I agree - mine is much more settled and confident in a bigger herd, as soon as he only has a couple of friends he gets a bit anxious as he feels he has to look after them.  A herd of 6-8 is a nice size that works well for mine.


----------



## epeters91 (18 November 2015)

I agree he might be better in company but it's not always possible to move and if he's been fine for a period of time then it seems strange he's suddenly acting up. My girl gets moody in winter, I normally put it down to grass now being as good and find she's in a better mood if she has some hay in the field not sure if this is an option? I would also go for the supplement suggested and if your sure hes not in pain then it may be you need to push through it.

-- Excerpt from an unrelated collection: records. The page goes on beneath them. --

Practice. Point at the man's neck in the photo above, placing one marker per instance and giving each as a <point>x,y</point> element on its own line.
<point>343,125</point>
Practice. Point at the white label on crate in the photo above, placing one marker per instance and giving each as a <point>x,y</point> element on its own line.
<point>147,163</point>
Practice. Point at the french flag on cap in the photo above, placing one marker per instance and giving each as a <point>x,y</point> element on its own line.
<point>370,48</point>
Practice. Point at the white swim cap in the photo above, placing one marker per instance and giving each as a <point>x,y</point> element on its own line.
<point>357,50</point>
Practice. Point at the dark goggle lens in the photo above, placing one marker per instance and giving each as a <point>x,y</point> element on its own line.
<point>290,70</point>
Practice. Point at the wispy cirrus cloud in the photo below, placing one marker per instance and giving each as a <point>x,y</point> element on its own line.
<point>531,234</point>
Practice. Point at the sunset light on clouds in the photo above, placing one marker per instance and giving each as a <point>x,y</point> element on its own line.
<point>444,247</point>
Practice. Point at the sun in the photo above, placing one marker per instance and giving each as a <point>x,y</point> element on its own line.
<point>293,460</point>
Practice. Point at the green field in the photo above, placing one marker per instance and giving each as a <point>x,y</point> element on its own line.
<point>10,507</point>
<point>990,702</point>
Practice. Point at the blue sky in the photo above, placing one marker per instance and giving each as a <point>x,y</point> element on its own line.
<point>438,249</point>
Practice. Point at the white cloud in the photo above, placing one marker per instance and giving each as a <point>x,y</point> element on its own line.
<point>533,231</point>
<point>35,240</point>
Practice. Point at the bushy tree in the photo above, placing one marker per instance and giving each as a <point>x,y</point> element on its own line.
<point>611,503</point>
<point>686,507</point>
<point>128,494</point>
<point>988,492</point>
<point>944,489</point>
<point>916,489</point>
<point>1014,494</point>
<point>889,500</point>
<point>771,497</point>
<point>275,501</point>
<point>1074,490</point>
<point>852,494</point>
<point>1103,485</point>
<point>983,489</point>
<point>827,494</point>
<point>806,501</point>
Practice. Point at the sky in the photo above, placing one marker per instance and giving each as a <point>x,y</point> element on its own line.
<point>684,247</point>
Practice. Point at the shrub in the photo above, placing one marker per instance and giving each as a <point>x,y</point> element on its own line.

Maybe he's got to the wintery weather and gone no thanks I'd rather chill with my friend can't be bothered working!


----------



## Olliepoppy (18 November 2015)

Thank you epeters91. No he can't be moved and as I said he's been fine for months. He got his physio check today and other than being a bit tight in the poll there are no physical problems. He does have hay out in field and has now started a balancer with magnesium supplement. Its looking more and more like a time of year issue than anything physical so I guess I'll just have to work on his behaviour!


----------



## epeters91 (19 November 2015)

Good luck Olliepoppy! For the first time ever this morning my pony decided to plant herself on the way to the field and refuse to move forwards.... got her going in the end but at the minute it seems to either be go go go or plant... Might have to go for carrot on a stick with my dually headcoller on haha!


----------



## Olliepoppy (19 November 2015)

epeters91 said:



			Good luck Olliepoppy! For the first time ever this morning my pony decided to plant herself on the way to the field and refuse to move forwards.... got her going in the end but at the minute it seems to either be go go go or plant... Might have to go for carrot on a stick with my dually headcoller on haha!
		
Click to expand...

Haha! Like your style! That's pretty much my tactic too &#128513; Zak would trot thru a war zone if a carrot was dangled in front of him!


----------



## NikitaFellows (25 November 2015)

I think you're right with time of year and possibly feed. I find my gelding reverts to having the attitude of a 2yo colt for a few weeks in spring when he first goes out onto good grass full time and the attitude of a bratty teenager for a few weeks when he comes back in more in winter. Weather the storm and don't let it get you down too much - and keep being strict on the groundwork and find out whether he responds to commands or a bit of 'discussion' when he's in this mood. Good luck!


----------



## Olliepoppy (25 November 2015)

Thank you nikitafellows for your encouragement, a teenager is definitely what comes to mind!


----------



## Tammytoo (25 November 2015)

I think you need to get a good horsey vet to check him out.  If you have tried everything you can and if he has been stressed over the last few months because of his attachment issues then there's always a chance he might have them.  If his behaviour is getting worse then it may well be a pain issue and you need to rule pain out before starting on improving his behaviour.


----------



## Olliepoppy (25 November 2015)

His behaviour has only changed in the last few weeks. Vet is doing his teeth/flu jab next week and is going to check him over again then. Vet checked him cpl of weeks ago and nothing was found.


----------